Every time I have a conversation with someone who has been successful in business -- something that happens more than you might think because I play tennis and golf -- it strikes me they have no understanding of what motivates a teacher. As people who have marked their own success in life through the accumulation of income, investments, and property, they find it hard to respect people whose personal satisfaction comes largely from non-material rewards. They think it odd that a person as competitive as I am on the court could possibly devote myself to a field which has no chance of making me rich. They look on most teachers and professors with a bemused contempt -- I only get an exemption from it because of my sports skills.
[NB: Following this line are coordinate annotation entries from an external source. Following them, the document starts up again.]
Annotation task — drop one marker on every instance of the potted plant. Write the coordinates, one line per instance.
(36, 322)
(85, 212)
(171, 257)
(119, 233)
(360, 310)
This is why it is frightening that business leaders have taken charge of education in the United States, because the only things they take seriously as motivation are material rewards and fear of losing one's job or business. They are convinced that schools in the U.S. can only be improved if a business-style reward-and-punishment system is given primacy. They love the idea of performance evaluation based on hard data (with student test scores being the equivalent of sales figures and/or profits), of merit increments for those who succeed, and the removal of those who fail.

Because they fail to understand how much of a teacher's job satisfaction comes from relationship building and watching students develop over a lifetime, however, they create systems of evaluation which totally eliminate such experiences because they cannot be reliably measured. The consequence, sad to say, is that measurement trumps real learning. The inevitable results are the massive demoralization of the teaching force (teacher morale is now at the lowest in recorded history), a narrowing of the curriculum to constant test preparation, and a "brain drain" of talented teachers from high-poverty schools to those located in more prosperous neighborhoods.

Why we actually allowed people who are successful in one field to be given control of a field in which they have no experience and no track record is a question historians of the future will need to ponder, but the results, so far, have been near catastrophic. All across the country, we have more and more teachers who hate their jobs because their job security has been destroyed, and more and more children who hate school because of the constant testing.

It's time to change course. The Great Recession should have shattered once and for all the idea that the measurement and motivation systems of American business are superior to those in the public sector. (E.g. do we want the same quality of teacher ratings as Moody's and Standard and Poor's applied to mortgage-based derivatives?) American business needs to clean up its own act, not applied its flawed methods to other fields. If we continue on the path we are on, we may well see the American Education system become as corrupt, and unstable as the Global Financial System.